A nickname implies familiarity with a person, and there’s something about calling another person what literally translates to “Large Father” that’s inherently endearing. The combination of that big gap-toothed smile, a unique energy out on the field and the majestic moon shots that lit up the Boston skyline brought Ortiz into the limelight unlike any other star in this town. It’s why when the chapter closed on the 2016 season on Monday, people didn’t chant for David Ortiz. They chanted for “Papi.” They wanted one more glance of someone who’s become a surrogate family member across New England.


Ortiz’s last game

As I waited for Ortiz to emerge from the dugout on Monday, I looked around the park. I did not see any disappointment, despite the elimination of the hometown team. When Red Sox Nation once expected the worst, Ortiz has given fans happiness, a reason to hope. And the crowd at Fenway expected nothing less but for Big Papi to come through one last time.

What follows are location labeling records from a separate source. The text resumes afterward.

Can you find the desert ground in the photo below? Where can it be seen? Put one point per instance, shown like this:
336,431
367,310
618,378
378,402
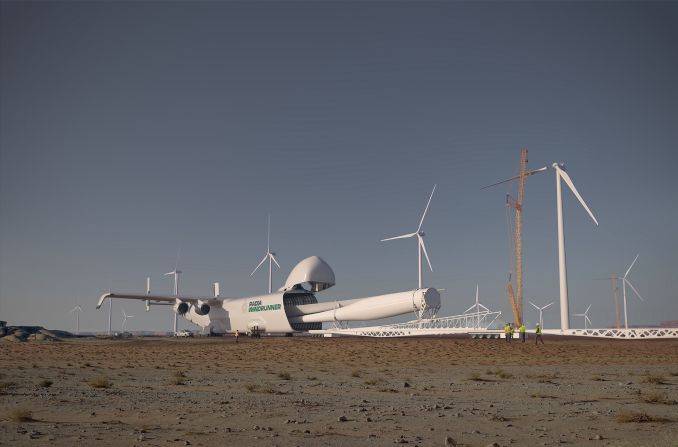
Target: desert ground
306,391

I began to think about what Ortiz told me a little over two years ago. It’s advice that I still think about as I finish up my last semester of college at Cornell University. I don’t have any doubts that writing about sports is what I want to do with the rest of my life, but I feel the anxieties that come with entering “the real world.” Ortiz knew he wanted to play baseball professionally, but ultimately what made him successful was his readiness for whatever came his way, the pressure, the criticism, the moments when Boston needed him to come through. Whatever the situation, David Ortiz was prepared.

Of course, Ortiz came back out on the field, acknowledging the thousands that stuck around waiting for a final glimpse of the legend in a Red Sox uniform. And as he lumbered towards the mound as the theme of The Natural ran through Fenway, Ortiz teared up. For all of his heroics on the field, Ortiz’s emotion, his vulnerability in that moment, showed why Boston loved him. He celebrated home runs, enjoyed all of the walk-off hits and said what everyone was thinking after the Boston Marathon bombings.


But for all of his superhuman feats, David Ortiz never hid his humanity. And as he disappeared into the Red Sox dugout one last time, I couldn’t help but think about how my hero didn’t let me down.